Dass die Gesamtrechnung 2025 tiefschwarz abschliesst, ist – wie schon bei früheren Überschüssen – dem Finanzergebnis geschuldet. Bei einem Ertrag von 56 Millionen und einem Aufwand von 23,7 Millionen resultiert hier ein Überschuss von 32,2 Millionen Franken. 11,6 Millionen wurden den Reserven zugewiesen, womit ein Gesamtüberschuss von noch 1,9 Millionen Franken verbleiben. Budgetiert war fürs vergangene Jahr ein Gesamtdefizit von 27 Millionen. Die Rechnung 2025 schloss damit um satte 28,9 Millionen Franken besser ab als im Budget vorgesehen.
Dieses ausgezeichnete Resultat verdankt die Stadtkasse den Steuereinnahmen, die um 31,1 Millionen Franken höher lagen als im Vorjahr. Die Einkommens- und Vermögenssteuern der natürlichen Personen warfen 8,8 Millionen, die Gewinn- und Kapitalsteuer der juristischen Personen 6,8 Millionen mehr ab als budgetiert. Aber auch die Grundstückgewinn- (plus 4,7 Millionen), die Handänderungs- (plus 4,1 Millionen) und die Quellensteuern (plus 1,7 Millionen) waren ergiebiger als prognostiziert. Sogar die Hundesteuer warf 100’000 Franken mehr, die Grundsteuer hingegen – als einzige Steuer – 200’000 Franken weniger ab als erwartet.
Nicht ganz so positiv sieht die Investitionsrechnung fürs vergangene Jahr aus. Budgetiert waren hier Ausgaben von 89,2 Millionen.

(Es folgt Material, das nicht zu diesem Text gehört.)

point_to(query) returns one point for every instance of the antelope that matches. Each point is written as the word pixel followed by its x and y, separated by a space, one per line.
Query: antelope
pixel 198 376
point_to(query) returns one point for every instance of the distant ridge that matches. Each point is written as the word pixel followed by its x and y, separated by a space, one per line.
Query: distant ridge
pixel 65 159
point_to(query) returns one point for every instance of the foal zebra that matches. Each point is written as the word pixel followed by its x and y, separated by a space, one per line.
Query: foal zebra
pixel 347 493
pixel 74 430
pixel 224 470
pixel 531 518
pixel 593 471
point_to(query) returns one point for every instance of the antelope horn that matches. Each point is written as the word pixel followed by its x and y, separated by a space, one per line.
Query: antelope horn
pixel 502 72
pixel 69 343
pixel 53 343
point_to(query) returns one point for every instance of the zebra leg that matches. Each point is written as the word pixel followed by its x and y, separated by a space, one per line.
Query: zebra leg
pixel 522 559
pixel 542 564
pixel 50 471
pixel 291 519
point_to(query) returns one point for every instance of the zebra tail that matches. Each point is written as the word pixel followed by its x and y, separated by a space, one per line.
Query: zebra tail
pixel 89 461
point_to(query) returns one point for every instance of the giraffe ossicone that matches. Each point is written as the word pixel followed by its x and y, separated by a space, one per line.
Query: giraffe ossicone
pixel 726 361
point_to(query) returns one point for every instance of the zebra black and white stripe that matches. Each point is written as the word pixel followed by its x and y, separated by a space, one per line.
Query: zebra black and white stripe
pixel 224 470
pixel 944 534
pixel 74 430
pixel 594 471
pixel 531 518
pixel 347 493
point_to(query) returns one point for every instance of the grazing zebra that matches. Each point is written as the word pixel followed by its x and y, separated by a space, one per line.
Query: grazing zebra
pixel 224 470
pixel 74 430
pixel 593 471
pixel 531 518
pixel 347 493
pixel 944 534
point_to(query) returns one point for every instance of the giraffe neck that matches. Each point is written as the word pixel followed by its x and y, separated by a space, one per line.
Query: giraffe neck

Tatsächlich ausgegeben wurden 58,2 Millionen, was knapp unter dem langfristigen Zielwert des Stadtrats von 60 Millionen liegt. Dem Problem, das budgetierte Investitionen etwa wegen Einsprachen nicht ausführungsreif seien, müsse man weiterhin Beachtung schenken, sagte Stadtpräsidentin Maria Pappa dazu. Der Selbstfinanzierungsgrad der Investitionen lag im vergangenen Jahr bei 129 Prozent (2024: 36 Prozent). Ein Wert über 100 Prozent gilt als ideal.
Die Mittel aus der Investitionsrechnung flossen in verschiedenste städtische Projekte. Die grösste Tranche ging mit 13,3 Millionen an die Fertigstellung des Schulhauses Riethüsli. 5,1 Millionen wurden für Sanierung und Ausbau des Hallenbades Lerchenfeld, 4,5 Millionen für den Fuss- und Velotunnel zwischen Lokremise und Reithalle, 4,2 Millionen für die Schlammentwässerung in der ARA Hofen und 3 Millionen für den Ausbau des Schulhauses Rotmonten mit einem Modulbau verwendet. Zudem ging ein Darlehen für die Energieversorgung von 5 Millionen an die Stadtwerke.